Ahora la situación económica de Sri Lanka es desesperada. Los alimentos son escasos y caros -la inflación llegó al 54,6% en junio, la más alta desde 1954, escribe la Gaceta Colombo-, sin combustible para transportar productos agrícolas y sin alimentos propios, colas interminables en las gasolineras, cortes de energía que duran más de diez horas, porque no No hay moneda para comprar el combustible que utilizan las centrales eléctricas. Y por primera vez en abril, Colombo no pagó su deuda externa de 51.000 millones de dólares (50.900 millones de euros) y está en conversaciones con el Fondo Monetario Internacional (FMI) sobre un posible rescate.

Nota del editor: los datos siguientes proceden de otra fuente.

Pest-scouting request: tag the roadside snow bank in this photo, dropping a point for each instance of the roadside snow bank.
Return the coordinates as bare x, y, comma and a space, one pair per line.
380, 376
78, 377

¿Hasta qué punto podría tener éxito un intento de transición única a la agricultura orgánica en todo el país? Probablemente ninguno.

Se necesitan al menos cinco años para enseñar a un agricultor cómo hacer compost adecuado o cómo controlar las plagas de forma natural, escribe Le Monde, por ejemplo. A escala nacional, el período es de al menos 10-15 años, o incluso más.

Bután anunció en 2012 en la Conferencia de las Naciones Unidas sobre el Desarrollo Sostenible en Río de Janeiro que tiene la intención de avanzar gradualmente hacia la agricultura orgánica. La meta era 2020. Pero a pesar de que Bután es un pequeño reino en el Himalaya con solo 700.000 habitantes y el 3% de la tierra cultivada, mucho menos que los 22 millones de Sri Lanka, Bután aún no ha logrado su objetivo».

Por lo tanto, en la pregunta “¿qué derribó a Sri Lanka? La agricultura orgánica o la “gestión eficiente””, la respuesta es obvia.

(Fuentes: Рublico.pt, Le Monde, Foreign Policy, Colombo Gazette. Foto: Dmitry Lukyanov).